In accordance with one method for using the connector of the invention, a needle is passed through the apex and into the left ventricle. A guide wire is then inserted into the opening and, following dilation of the opening, an occlusion device is threaded over the wire and into the left ventricle and deployed. The occlusion device may include known occlusion devices such as an occlusion balloon, the Guidant Heartstring™ disclosed at http://www.guidant.com/products/producttemplates/cs/heartstring.shtml, or the Baladi inverter, disclosed in U.S. Pat. Nos. 5,944,730 and 6,409,739. A ventricular coring device is then threaded in-line over the occlusion device and a core of ventricular muscle is removed at the apex. In addition to known coring techniques, an annular contact laser may be used to vaporize the tissue along the perimeter of the core. The cored tissue may then be removed according to known methods. According to a further alternative embodiment, a contact laser may be used to vaporize the entire area of the core, eliminating the need to remove cored tissue. No matter the method of coring, once coring has been completed, the coring device is removed while the occlusion device maintains hemostasis, and the connector according to the invention is mounted on a dilator and introduced over the guide wire and occlusion device. As the connector is introduced into the opening in the apex, the flange 13 retracts. As the connector enters the left ventricle, it displaces the occlusion device to allow the flange 13 to resume its normal shape. As discussed above, the connector is then drawn tight against the inside of the left ventricle. According to a first embodiment, external ring 17 is threaded onto conduit 1 and tightened until it is snug against the exterior wall of the apex.
According to a second embodiment, once the flange has been introduced into the ventricle and pulled back to engage the interior ventricle wall, release device 37 is released, allowing biasing device 27 to force the external ring 17 against the external wall of the apex. According to a further aspect of this embodiment of the invention, threads on the inside diameter of external ring may be made to engage threads oh the outer surface of conduit 1 to further secure external ring against the wall of the apex.
Once the connector is firmly in place, the occlusion device is withdrawn. The connector is then clamped shut while its free end is connected to the graft which terminates, or which will terminate, at the aorta.

Claims

1. An apicoaortic conduit connector comprising:

a tube having proximal and distal ends, and inside and outside surfaces;

a flexible flange disposed at or near said distal end;

a securing ring adapted to fit over said tube.

2. An apicoaortic conduit connector according to claim 1 further comprising threading on at least a portion of said outside surface of said tube and corresponding threading on an inside diameter of said securing ring.
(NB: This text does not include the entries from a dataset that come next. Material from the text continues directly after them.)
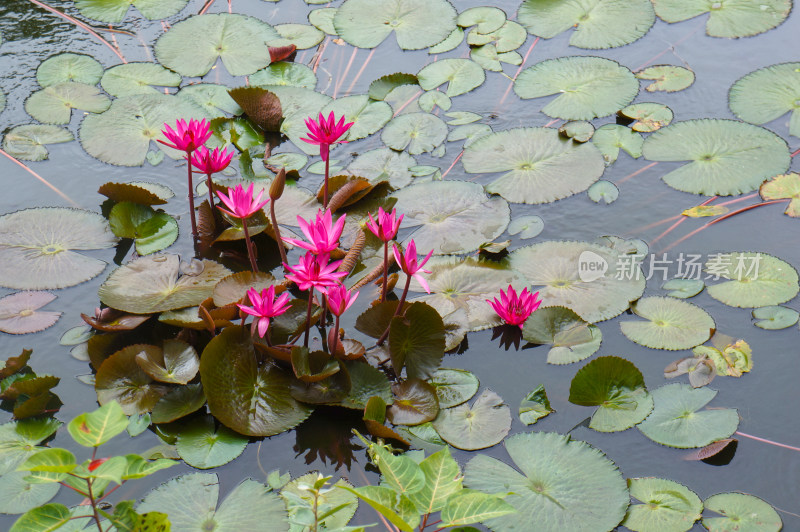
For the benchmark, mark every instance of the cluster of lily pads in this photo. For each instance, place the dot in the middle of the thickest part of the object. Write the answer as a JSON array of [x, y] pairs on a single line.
[[165, 348]]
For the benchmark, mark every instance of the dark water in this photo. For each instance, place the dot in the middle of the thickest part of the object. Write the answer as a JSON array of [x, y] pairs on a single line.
[[766, 398]]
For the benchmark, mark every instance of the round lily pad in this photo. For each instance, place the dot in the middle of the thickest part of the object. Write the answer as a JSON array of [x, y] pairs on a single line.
[[540, 166], [666, 506], [37, 247], [66, 67], [123, 133], [191, 47], [741, 512], [479, 426], [726, 156], [677, 421], [754, 279], [616, 387], [597, 23], [417, 23], [451, 216], [596, 282], [588, 87], [672, 324], [767, 94], [155, 284], [564, 484], [727, 19]]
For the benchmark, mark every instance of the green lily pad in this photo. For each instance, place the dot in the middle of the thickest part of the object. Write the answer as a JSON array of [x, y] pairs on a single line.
[[461, 76], [38, 247], [727, 19], [203, 445], [610, 138], [190, 501], [775, 317], [741, 512], [666, 506], [667, 78], [672, 324], [54, 104], [571, 338], [417, 23], [677, 421], [565, 484], [588, 87], [754, 279], [616, 387], [539, 165], [232, 377], [28, 142], [452, 217], [155, 284], [113, 11], [191, 47], [414, 132], [482, 425], [561, 272], [466, 284], [726, 157], [66, 67], [597, 23], [122, 134]]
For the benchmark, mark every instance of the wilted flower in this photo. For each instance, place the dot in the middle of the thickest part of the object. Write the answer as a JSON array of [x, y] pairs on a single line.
[[514, 309]]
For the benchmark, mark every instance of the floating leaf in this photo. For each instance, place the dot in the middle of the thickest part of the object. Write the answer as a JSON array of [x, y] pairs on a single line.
[[190, 501], [563, 274], [54, 104], [154, 284], [667, 78], [66, 67], [417, 23], [479, 426], [571, 338], [28, 142], [672, 324], [191, 47], [36, 247], [414, 132], [727, 19], [666, 506], [676, 420], [588, 87], [539, 165], [775, 317], [232, 377], [616, 387], [18, 312], [565, 485], [203, 445], [754, 279], [597, 23], [726, 157]]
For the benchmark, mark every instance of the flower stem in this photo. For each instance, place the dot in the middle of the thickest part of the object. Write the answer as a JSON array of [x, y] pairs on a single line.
[[249, 244]]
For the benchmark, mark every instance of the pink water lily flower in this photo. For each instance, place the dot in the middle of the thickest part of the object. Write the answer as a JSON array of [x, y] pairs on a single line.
[[340, 299], [387, 225], [187, 136], [515, 309], [314, 271], [326, 132], [265, 306], [322, 234], [409, 264], [241, 202]]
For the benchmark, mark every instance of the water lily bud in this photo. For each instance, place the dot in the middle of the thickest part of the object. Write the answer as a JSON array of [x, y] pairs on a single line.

3. An apicoaortic conduit connector according to claim 1 wherein said flexible flange is sufficiently flexible to deform sufficiently to allow the proximal end of said connector, together with said flange, to be inserted through an opening in a left ventricle, said opening having a diameter equal to or less than the diameter of said tube.
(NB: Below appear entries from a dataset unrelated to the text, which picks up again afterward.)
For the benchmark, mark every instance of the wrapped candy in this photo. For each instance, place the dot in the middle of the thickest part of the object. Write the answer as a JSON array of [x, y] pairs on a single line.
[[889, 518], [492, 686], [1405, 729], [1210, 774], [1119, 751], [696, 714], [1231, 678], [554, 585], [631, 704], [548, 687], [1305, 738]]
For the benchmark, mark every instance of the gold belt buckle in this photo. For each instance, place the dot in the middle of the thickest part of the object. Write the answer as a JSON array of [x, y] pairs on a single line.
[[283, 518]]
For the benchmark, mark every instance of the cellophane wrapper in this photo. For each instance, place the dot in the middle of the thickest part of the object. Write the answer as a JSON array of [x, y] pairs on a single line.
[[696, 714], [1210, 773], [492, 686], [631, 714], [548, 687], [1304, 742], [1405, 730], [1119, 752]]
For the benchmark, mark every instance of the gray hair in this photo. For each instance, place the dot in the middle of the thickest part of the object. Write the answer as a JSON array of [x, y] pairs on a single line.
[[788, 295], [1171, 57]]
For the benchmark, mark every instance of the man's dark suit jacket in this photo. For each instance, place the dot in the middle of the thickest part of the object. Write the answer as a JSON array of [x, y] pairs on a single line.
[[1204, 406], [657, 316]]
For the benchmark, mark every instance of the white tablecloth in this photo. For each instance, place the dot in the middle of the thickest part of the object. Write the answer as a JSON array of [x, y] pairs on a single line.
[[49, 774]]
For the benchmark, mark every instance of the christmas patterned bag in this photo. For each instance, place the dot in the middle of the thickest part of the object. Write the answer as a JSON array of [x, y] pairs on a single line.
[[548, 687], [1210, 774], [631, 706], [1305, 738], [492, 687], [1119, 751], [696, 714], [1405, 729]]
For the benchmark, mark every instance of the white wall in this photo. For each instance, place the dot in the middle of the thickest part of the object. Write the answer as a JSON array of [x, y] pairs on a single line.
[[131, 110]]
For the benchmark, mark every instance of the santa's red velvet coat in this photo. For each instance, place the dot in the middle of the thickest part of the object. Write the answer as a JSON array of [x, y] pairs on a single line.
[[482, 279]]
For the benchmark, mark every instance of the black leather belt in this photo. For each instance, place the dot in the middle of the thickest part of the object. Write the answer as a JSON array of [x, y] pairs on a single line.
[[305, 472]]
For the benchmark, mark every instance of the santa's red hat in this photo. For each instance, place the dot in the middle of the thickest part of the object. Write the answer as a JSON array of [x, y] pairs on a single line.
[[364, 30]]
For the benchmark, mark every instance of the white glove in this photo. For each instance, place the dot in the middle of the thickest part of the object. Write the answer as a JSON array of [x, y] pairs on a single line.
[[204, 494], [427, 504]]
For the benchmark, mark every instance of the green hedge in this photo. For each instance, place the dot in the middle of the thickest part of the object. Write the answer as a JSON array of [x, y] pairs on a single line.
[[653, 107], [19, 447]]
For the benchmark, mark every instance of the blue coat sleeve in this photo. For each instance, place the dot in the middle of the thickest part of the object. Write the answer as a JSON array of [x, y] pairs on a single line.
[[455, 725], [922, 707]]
4. An apicoaortic conduit connector according to claim 3 wherein said flexible flange has sufficient shape memory that once it has been deformed to allow insertion of the proximal end of said connector into said opening in a left ventricle, it will return to its original shape.

5. An apicoaortic conduit connector according to claim 1, further comprising a biasing device attached at one end to said tube, and attached at another end to a proximal surface of said securing ring.

6. An apicoaortic conduit connector according to claim 5, further comprising a release device attached at one end to said securing ring, and releasably attached at another end to said tube, and releasably holding said biasing device in compression.